Finding balance in the force

Just because your automation tool of choice fails to meet 100% of your needs doesn't mean that you need to rewrite all of your automation in a custom framework! All of these tools, including Terraform and Kubernetes, can be extended in their native programming language. You don't have to choose one approach or another. These days, you can generally have your cake and eat it, too!

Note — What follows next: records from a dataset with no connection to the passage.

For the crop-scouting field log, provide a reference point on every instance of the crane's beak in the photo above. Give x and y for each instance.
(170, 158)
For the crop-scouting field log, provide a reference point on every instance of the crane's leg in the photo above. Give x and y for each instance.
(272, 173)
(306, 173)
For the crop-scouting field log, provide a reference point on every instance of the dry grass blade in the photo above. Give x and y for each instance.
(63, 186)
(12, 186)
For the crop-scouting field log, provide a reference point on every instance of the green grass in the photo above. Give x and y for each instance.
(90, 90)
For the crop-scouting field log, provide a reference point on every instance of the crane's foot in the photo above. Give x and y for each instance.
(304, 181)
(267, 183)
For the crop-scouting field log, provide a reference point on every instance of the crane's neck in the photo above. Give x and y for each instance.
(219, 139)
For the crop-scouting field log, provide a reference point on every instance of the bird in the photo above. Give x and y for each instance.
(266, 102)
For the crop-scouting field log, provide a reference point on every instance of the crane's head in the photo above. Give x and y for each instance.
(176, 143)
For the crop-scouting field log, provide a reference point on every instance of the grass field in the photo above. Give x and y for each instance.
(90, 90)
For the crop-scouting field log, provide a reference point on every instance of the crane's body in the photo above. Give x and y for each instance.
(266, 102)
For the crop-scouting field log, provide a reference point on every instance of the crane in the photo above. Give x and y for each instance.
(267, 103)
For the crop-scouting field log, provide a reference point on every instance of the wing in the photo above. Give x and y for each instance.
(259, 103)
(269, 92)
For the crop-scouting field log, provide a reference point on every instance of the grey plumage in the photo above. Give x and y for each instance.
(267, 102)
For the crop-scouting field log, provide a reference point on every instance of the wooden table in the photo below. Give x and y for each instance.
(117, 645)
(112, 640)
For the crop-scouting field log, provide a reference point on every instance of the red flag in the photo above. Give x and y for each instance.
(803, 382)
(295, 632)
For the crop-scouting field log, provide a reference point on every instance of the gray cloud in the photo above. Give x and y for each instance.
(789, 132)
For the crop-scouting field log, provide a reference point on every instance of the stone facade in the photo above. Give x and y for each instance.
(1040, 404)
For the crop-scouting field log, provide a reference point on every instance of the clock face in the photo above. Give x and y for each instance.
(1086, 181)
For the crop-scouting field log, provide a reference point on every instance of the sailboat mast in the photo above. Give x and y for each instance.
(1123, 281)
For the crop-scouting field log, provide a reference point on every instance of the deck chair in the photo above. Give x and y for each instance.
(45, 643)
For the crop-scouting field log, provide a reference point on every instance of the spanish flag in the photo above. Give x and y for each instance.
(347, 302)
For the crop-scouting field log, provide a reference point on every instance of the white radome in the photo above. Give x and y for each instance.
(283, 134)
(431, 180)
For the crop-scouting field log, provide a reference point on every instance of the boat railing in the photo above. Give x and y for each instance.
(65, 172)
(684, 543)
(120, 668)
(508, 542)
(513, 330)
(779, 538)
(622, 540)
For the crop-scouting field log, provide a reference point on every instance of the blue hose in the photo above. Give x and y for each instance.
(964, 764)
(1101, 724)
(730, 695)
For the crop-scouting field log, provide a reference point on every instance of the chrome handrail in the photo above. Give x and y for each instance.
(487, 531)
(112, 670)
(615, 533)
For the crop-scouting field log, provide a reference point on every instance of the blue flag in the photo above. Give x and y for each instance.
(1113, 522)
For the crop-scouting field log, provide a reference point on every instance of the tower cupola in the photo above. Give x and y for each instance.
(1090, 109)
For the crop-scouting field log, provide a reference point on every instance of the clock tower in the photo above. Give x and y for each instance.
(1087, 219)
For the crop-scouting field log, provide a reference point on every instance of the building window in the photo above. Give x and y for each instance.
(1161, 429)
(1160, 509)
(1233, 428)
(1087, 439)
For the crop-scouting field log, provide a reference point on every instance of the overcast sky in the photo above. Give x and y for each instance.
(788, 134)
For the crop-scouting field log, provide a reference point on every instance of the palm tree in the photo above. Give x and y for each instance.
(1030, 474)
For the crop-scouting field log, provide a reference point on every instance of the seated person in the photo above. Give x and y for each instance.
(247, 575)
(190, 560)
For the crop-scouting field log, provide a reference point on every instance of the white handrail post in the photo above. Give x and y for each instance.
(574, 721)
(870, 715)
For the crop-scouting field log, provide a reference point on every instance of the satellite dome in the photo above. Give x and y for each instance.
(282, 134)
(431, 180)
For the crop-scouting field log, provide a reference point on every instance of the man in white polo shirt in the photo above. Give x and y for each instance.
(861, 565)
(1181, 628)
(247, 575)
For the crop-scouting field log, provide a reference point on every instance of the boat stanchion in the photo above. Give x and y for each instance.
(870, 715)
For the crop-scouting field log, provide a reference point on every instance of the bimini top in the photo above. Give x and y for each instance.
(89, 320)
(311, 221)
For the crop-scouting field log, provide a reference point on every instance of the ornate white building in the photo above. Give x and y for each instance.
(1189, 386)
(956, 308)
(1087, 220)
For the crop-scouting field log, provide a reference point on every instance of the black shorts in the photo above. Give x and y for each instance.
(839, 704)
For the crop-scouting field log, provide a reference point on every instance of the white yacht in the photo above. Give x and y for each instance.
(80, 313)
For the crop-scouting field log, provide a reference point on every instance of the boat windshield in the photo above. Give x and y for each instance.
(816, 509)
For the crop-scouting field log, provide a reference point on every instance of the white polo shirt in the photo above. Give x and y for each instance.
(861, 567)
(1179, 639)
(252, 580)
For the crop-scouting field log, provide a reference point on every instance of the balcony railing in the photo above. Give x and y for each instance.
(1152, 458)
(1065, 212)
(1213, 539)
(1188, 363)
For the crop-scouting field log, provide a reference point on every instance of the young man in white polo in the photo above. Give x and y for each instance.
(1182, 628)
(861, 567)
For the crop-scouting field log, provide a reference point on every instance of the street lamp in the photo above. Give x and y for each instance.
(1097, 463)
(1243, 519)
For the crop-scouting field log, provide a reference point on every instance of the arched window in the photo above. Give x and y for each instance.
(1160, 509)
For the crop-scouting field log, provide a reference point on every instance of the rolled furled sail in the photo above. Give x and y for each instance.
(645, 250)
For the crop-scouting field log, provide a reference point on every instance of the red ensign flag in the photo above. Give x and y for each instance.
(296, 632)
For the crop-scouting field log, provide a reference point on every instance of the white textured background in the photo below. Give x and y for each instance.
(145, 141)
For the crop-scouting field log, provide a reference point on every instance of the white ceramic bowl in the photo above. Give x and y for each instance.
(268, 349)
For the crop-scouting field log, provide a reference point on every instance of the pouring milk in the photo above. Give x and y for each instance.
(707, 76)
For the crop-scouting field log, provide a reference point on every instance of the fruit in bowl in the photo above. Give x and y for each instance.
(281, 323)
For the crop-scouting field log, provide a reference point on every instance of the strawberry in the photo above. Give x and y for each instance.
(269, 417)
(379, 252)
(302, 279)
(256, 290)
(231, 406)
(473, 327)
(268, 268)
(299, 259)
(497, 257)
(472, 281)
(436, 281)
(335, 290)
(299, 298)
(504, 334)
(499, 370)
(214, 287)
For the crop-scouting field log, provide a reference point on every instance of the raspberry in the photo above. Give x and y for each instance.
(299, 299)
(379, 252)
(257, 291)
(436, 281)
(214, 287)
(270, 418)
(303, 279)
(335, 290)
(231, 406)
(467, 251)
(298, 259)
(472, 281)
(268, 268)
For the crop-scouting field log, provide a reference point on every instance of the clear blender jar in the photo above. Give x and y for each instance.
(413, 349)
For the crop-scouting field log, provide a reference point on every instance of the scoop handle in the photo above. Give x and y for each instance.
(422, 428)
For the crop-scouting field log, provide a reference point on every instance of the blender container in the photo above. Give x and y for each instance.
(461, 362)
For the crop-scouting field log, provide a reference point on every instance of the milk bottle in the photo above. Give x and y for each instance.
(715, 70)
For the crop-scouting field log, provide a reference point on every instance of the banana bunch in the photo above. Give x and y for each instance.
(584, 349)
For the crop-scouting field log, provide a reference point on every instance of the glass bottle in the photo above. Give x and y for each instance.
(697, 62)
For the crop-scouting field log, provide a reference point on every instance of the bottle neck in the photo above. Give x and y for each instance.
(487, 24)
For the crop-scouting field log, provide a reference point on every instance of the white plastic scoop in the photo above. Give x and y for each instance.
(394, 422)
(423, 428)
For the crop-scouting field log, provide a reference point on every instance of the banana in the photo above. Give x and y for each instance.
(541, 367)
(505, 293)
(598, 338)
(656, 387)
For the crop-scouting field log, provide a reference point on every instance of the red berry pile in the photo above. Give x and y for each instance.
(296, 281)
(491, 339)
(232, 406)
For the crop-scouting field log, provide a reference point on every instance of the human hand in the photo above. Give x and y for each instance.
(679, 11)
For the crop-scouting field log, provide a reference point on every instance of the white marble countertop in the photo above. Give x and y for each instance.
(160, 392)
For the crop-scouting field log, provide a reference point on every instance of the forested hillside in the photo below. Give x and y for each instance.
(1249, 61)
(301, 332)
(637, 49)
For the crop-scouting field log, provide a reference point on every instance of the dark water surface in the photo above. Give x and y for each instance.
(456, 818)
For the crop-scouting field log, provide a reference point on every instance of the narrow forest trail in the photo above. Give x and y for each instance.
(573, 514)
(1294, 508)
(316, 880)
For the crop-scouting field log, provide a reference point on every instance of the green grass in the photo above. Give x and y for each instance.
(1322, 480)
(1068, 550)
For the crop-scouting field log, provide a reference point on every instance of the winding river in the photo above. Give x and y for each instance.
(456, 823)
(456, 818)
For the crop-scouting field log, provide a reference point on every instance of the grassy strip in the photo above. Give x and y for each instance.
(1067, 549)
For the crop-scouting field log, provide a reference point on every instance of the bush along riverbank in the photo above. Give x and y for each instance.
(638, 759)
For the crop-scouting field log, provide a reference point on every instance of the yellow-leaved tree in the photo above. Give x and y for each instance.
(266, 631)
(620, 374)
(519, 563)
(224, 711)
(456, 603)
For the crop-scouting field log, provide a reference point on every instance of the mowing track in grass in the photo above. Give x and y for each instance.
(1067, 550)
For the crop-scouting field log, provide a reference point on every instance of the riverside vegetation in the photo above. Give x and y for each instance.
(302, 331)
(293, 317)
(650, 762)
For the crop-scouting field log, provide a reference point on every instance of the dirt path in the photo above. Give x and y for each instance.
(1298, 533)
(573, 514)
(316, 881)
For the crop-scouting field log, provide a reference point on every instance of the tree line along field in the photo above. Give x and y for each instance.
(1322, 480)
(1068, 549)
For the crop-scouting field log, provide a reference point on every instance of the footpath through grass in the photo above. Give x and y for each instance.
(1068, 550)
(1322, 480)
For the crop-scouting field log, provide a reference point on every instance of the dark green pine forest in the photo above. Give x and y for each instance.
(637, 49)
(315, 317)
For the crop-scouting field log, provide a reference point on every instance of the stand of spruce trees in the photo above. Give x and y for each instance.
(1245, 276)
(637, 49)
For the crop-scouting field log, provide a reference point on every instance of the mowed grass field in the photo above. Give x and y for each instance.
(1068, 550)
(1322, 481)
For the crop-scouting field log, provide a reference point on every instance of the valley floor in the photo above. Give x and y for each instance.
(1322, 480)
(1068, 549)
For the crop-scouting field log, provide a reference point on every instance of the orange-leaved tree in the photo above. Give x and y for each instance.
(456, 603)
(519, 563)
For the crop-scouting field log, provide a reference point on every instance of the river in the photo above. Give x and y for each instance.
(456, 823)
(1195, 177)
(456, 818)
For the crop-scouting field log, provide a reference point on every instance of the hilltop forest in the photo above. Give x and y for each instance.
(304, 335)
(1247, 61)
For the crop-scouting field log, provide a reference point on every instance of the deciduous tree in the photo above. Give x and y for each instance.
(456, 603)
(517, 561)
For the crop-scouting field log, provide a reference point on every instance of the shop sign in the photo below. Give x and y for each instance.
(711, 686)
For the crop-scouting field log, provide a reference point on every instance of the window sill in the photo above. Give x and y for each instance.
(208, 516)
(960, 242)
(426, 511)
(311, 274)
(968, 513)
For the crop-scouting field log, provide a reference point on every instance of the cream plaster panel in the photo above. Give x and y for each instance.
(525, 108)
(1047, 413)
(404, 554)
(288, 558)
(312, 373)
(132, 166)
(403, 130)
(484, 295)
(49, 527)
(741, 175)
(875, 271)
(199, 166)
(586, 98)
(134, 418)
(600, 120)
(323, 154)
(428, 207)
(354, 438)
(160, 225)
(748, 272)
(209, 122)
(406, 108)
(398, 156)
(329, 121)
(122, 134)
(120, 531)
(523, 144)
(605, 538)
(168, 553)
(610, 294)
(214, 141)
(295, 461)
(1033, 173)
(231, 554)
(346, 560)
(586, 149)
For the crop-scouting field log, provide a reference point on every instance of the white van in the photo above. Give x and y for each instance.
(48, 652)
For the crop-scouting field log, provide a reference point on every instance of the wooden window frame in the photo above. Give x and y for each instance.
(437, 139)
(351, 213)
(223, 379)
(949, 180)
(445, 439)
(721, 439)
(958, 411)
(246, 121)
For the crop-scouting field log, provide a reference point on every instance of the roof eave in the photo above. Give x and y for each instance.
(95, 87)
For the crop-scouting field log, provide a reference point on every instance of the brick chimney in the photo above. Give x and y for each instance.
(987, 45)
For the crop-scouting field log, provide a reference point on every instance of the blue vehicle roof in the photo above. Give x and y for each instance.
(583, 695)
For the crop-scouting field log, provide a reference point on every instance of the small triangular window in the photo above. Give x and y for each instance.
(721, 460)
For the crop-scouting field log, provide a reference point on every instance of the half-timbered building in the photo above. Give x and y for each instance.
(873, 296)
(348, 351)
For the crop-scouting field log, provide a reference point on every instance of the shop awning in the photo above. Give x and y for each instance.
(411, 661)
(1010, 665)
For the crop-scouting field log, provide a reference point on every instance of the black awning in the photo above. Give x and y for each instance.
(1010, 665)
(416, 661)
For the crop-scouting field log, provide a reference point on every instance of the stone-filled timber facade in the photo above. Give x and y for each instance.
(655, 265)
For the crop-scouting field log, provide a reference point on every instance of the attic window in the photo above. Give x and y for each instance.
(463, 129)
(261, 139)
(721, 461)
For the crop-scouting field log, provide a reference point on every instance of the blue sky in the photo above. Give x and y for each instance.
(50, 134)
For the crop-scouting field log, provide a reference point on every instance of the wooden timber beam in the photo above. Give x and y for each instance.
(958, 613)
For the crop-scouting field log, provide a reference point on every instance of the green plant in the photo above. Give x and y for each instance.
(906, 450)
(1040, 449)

You will encounter complexity when trying to automate infrastructure. Embrace the challenge, but do not limit yourself to a single approach. Write code where it makes sense, and leverage existing tools to do the boring stuff!

Guidelines, not rules

  • Strict separation of config and code (this needs to be another blog post).
    • This leads to massive headaches in Salt.
      • Don't render SLS files in Jinja. You will have a bad time™️.
    • Think twice about that to_yaml filter in Ansible.
    • Embrace schemas whenever possible.
  • Are you "coloring outside the lines"?
    • Consider custom plugins and code for your framework of choice.
    • Instead of performing complex actions in Jinja, consider writing a filter (applies to any templating "language").
      • You can take this too far as well! There is a such thing as filter hell in Jinja akin to decorator hell in Python.
      • Do you need to rethink the problem? Is is more appropriate to translate your data before text processing?
  • If you are using Terraform or Kubernetes, check out these awesome projects and ditch the YAML!
  • When the JSON and YAML sprawl hit critical mass, consider alternatives like the myriad Python schema libraries or even TypeScript.
  • If software correctness is on your radar, opt for a statically-typed language.
    • Don't underestimate the amount of work it takes to build sufficient guardrails around Python and Ruby.